In the end the revival of the Air culture would increasingly run into the question, what does it mean to be an Air... something? It's hard to even agree on a name because they're no longer nomads, they're not all benders, they might not all be monks and nuns or acolytes, and they might not even share the same culture. Air Nation probably works best, as in the American First Nations.

I fully expect conflict and crisis to result under this scenario, with perhaps purists like Tenzin wanting to limit membership to airbenders who are part of the old Air Nomad culture like himself and his children, with the Air Acolytes in a strictly supporting role. As Air Acolytes increase in numbers and power they might want recognition as full members, perhaps to be called monks and nuns even if they don't airbend. Other airbenders or Air Nomad descendants might similarly want to be included or might not identify with the Air Nation at all, resulting in more conflict.

Recovering from the crimes committed against their ancestors, the Air Nation will have to adapt to these new realities. It's not easy to adapt to change, much less horrible collective trauma and the destruction of one's identity. But it's a necessary process and one that I think will ultimately make the Air Nation more inclusive and stronger, an important spiritual presence and alternative viewpoint in an increasingly materialistic, mechanized world.

The Air Nomad and now Air Nation story is one of loss, but it's one of hope and revival as well.
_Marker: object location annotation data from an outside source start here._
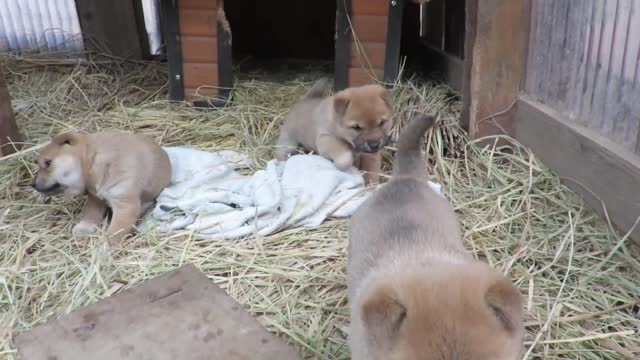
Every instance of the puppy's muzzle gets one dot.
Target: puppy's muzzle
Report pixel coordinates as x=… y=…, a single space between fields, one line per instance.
x=371 y=146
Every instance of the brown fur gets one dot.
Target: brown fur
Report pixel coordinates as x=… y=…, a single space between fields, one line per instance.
x=414 y=291
x=117 y=170
x=348 y=128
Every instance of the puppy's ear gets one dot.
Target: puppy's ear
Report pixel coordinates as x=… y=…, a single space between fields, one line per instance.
x=383 y=314
x=341 y=102
x=68 y=138
x=505 y=301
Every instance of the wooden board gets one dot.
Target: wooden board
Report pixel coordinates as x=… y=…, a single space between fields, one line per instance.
x=179 y=315
x=8 y=127
x=111 y=27
x=591 y=164
x=497 y=63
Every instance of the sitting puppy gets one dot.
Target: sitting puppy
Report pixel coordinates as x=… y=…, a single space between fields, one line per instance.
x=117 y=170
x=414 y=292
x=349 y=128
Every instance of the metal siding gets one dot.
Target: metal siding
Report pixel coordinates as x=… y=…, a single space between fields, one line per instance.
x=40 y=25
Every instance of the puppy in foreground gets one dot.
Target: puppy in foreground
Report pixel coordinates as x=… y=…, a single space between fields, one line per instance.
x=414 y=291
x=121 y=171
x=349 y=128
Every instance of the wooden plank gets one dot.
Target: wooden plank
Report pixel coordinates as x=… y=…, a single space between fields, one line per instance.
x=393 y=38
x=171 y=32
x=498 y=55
x=178 y=315
x=370 y=28
x=342 y=44
x=198 y=22
x=590 y=163
x=202 y=49
x=8 y=126
x=370 y=7
x=111 y=27
x=361 y=76
x=199 y=74
x=368 y=55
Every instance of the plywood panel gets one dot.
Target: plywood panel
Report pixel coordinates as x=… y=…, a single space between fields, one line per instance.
x=198 y=22
x=199 y=49
x=370 y=7
x=370 y=28
x=196 y=74
x=179 y=315
x=368 y=55
x=583 y=61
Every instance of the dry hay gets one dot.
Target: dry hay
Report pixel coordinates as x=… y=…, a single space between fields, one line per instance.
x=579 y=277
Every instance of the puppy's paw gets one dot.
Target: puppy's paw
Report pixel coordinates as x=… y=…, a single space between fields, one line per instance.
x=84 y=228
x=344 y=161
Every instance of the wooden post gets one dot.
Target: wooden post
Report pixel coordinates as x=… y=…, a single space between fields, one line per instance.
x=8 y=127
x=496 y=45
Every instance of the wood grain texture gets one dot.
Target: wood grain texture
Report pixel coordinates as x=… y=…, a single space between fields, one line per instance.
x=179 y=315
x=591 y=163
x=8 y=126
x=583 y=61
x=200 y=49
x=497 y=59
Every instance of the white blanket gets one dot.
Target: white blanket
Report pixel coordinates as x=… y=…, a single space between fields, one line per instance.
x=208 y=197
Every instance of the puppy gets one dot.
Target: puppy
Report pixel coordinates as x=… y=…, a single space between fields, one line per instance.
x=117 y=170
x=414 y=291
x=348 y=128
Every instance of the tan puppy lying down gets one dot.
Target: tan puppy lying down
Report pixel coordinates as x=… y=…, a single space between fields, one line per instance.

Despite atrocity, despite human imperfections, despite time and change and pain, they are making a comeback if in a different form. They may be fictional but I see in their story the struggles and triumphs of real-life peoples who recovered, or are trying to recover, from atrocities and, and fight daily to build something new out of the destruction.

I wish them all luck, because the world loses something when a unique culture is lost, the voices, the views, the ways of life. Much of what is lost will not return, but maybe the strange alchemy of life will bring constancy as well as change, rebirth as well as death, and maybe something strong and vital and beautiful will arise out unimaginable tragedy. I certainly hope so.